Yeah, I have. But would you use this reasoning for other problems? Racism, sexism, poverty, ecological and economic problems -- all of these are deeply entrenched and complex; would you advocate just saying "be realistic and put up with it?"

We did not get here by the action of a magical education crisis pony. These problems are the result of a web of policy decisions which could be changed. Not that they will be if people keep buying your viewpoint, though.

I am not advocating college solely as a place "to find yourself." however, it is a place where you can learn to think outside the paradigm you were born in. For many students, college is the first place they encounter thinking outside of what they imagine is "natural," and that exposure is critical to having an informed population, which is, in turn, critical for a nation which needs to deal with a complicated and changing world.

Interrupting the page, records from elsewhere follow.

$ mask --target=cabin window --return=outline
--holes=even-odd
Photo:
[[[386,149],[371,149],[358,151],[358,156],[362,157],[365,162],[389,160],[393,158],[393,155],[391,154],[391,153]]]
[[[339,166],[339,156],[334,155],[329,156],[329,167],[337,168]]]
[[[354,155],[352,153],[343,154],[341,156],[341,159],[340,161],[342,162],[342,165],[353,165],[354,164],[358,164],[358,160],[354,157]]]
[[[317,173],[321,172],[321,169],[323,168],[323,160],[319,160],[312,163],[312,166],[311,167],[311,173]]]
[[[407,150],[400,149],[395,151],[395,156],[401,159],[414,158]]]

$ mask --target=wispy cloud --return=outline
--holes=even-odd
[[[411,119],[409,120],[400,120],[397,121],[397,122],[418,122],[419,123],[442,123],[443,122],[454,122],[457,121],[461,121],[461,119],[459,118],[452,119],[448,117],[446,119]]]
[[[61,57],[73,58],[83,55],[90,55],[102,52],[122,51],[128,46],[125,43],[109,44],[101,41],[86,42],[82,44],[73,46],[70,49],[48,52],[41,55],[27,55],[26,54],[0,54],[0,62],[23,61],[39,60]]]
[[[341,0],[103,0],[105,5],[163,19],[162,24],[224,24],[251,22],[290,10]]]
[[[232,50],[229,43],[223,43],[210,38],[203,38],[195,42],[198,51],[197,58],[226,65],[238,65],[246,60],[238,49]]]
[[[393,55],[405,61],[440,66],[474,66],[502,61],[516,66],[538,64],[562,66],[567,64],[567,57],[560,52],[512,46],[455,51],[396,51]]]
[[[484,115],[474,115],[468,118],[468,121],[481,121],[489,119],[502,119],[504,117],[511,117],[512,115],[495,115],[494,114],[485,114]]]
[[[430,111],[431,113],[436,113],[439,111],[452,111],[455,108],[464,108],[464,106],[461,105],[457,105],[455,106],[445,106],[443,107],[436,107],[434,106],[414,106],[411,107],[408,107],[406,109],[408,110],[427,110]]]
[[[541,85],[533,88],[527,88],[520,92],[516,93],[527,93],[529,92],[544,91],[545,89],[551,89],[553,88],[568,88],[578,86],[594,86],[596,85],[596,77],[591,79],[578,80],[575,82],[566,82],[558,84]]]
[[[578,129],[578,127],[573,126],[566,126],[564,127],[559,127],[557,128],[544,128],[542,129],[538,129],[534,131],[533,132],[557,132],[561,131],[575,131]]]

We need to restore public support to higher education instead of spending it on shoring up profits. Unless, you know, the Gilded Age seemed like paradise to you.
posted by GenjiandProust at 4:30 AM on July 24, 2012


Once again GenjiandProust gets up earlier than me and beats me to the punch. This:
I am not advocating college solely as a place "to find yourself." however, it is a place where you can learn to think outside the paradigm you were born in. For many students, college is the first place they encounter thinking outside of what they imagine is "natural," and that exposure is critical to having an informed population, which is, in turn, critical for a nation which needs to deal with a complicated and changing world.
is spot on. The reason tuition at my university is going up this year, and the reason it went up last year, and two years before that, is because the state has cut our funding every single year since 2008. Adding an eAdvisor is not going to make college more affordable. Reinvesting in education (at all levels) as a public good will.

Also, I totally want a "magical education crisis pony" for my birthday!
posted by DiscourseMarker at 7:30 AM on July 24, 2012 [1 favorite]


Also, I totally want a "magical education crisis pony" for my birthday!

I would prefer a magical education funding pony that eats legislators and poops out fat budget lines, but that's me....
posted by GenjiandProust at 7:39 AM on July 24, 2012 [1 favorite]


I did not settle on my major subject until midway through my second year. At which point it was clear to me from attempting plan A and plan B in a muddling manner that there turned out to be a plan C which could get me to graduation.

If some computer program had been accurate enough to divine my plan C on day number 1 there is no way I would have found it acceptable. My parents would not have liked it. My friends would have mocked it. I am highly dubious this system could work well for even a majority of the students.